The amount on line 6 is your gain from the foreclosure of your home.  If you have owned and used the home as your principal residence for periods totaling at least two years during the five year period ending on the date of the foreclosure, you may exclude up to $250,000 (up to $500,000 for married couples filing a joint return) from income.  If you do not qualify for this exclusion, or your gain exceeds $250,000 ($500,000 for married couples filing a joint return), report the taxable amount on Schedule D, Capital Gains and Losses.

 

4. I lost money on the foreclosure of my home.  Can I claim a loss on my tax return?  
No.  Losses from the sale or foreclosure of personal property are not deductible. 

 

5.  Can you provide examples?
A borrower bought a home in August 2005 and lived in it until it was taken through foreclosure in September 2007. The original purchase price was $170,000, the home is worth $200,000 at foreclosure, and the mortgage debt canceled at foreclosure is $220,000. At the time of the foreclosure, the borrower is insolvent, with liabilities (mortgage, credit cards, car loans and other debts) totaling $250,000 and assets totaling $230,000.


The borrower figures income from the foreclosure as follows:
Use the following steps to compute the income to be reported from a foreclosure:
Step 1 - Figuring Cancellation of Debt Income (Note: For non-recourse loans, skip this section.  You have no income from cancellation of debt.)
1. Enter the total amount of the debt immediately prior to the foreclosure.___$220,000__
2. Enter the fair market value of the property from Form 1099-C, box 7. ___$200,000__
3. Subtract line 2 from line 1.If less than zero, enter zero.___$20,000__
The amount on line 3 will generally equal the amount shown in box 2 of Form 1099-C.  This amount is taxable unless you meet one of the exceptions in question 2.  Enter it on line 21, Other Income, of your Form 1040.
Step 2 – Figuring Gain from Foreclosure
4. Enter the fair market value of the property foreclosed. For non-recourse loans, enter the amount of the debt immediately prior to the foreclosure. __$200,000__
5.  Enter your adjusted basis in the property.(Usually your purchase price plus the cost of any major improvements.)                                        ___$170,000__
6. Subtract line 5 from line 4.If less than zero, enter zero.___$30,000__

The amount on line 6 is your gain from the foreclosure of your home.  If you have owned and used the home as your principal residence for periods totaling at least two years during the five year period ending on the date of the foreclosure, you may exclude up to $250,000 (up to $500,000 for married couples filing a joint return) from income.  If you do not qualify for this exclusion, or your gain exceeds $250,000 ($500,000 for married couples filing a joint return), report the taxable amount on Schedule D, Capital Gains and Losses.

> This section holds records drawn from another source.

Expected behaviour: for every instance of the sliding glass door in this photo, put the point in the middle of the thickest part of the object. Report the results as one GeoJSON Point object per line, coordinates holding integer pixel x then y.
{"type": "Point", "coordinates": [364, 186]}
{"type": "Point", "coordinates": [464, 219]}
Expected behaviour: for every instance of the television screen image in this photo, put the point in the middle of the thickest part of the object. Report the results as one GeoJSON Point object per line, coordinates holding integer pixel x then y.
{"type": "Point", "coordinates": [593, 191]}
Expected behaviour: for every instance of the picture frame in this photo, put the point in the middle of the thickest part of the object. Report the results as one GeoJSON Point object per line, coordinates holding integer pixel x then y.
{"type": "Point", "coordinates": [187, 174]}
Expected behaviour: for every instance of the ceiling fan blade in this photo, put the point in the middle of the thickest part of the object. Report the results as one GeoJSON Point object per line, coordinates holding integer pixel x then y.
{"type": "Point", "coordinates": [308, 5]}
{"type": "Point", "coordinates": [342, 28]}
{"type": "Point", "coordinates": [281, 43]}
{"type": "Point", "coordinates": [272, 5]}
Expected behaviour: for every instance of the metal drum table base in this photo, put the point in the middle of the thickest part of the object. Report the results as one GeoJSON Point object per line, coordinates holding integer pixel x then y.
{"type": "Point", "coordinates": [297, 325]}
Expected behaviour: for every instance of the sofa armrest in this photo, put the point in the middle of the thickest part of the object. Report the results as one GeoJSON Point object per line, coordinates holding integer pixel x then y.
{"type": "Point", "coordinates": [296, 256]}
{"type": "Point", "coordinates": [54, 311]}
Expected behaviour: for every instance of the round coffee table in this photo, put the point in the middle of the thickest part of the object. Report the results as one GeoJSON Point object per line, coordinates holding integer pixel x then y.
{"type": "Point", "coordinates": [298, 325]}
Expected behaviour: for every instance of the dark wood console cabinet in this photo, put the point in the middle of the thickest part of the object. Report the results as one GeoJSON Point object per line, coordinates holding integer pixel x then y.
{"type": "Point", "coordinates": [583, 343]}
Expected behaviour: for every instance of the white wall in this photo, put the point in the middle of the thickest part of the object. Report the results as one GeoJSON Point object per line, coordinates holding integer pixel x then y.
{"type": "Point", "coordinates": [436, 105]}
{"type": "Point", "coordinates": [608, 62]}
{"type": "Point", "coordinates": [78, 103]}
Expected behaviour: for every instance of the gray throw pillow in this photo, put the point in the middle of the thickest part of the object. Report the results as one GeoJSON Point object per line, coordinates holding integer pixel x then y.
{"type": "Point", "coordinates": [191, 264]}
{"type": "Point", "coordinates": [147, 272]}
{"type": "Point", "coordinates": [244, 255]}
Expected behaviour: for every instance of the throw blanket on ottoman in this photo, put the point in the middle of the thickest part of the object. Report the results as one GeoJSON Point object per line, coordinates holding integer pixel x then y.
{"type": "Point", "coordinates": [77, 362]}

In this situation, the borrower has a tax-free home-sale gain of $30,000 ($200,000 minus $170,000), because they owned and lived in their home as a principal residence for at least two years. Ordinarily, the borrower would also have taxable debt-forgiveness income of $20,000 ($220,000 minus $200,000). But since the borrower’s liabilities exceed assets by $20,000 ($250,000 minus $230,000) there is no tax on the canceled debt.

 


6.  I don’t agree with the information on the Form 1099-C.  What should I do?
Contact the lender.  The lender should issue a corrected form if the information is determined to be incorrect.  Retain all records related to the purchase of your home and all related debt.

 


7.  I received a notice from the IRS on this. What should I do?
The IRS urges borrowers with questions to call the phone number shown on the notice. The IRS also urges borrowers who wind up owing additional tax and are unable to pay it in full to use the installment agreement form, normally included with the notice, to request a payment agreement with the agency.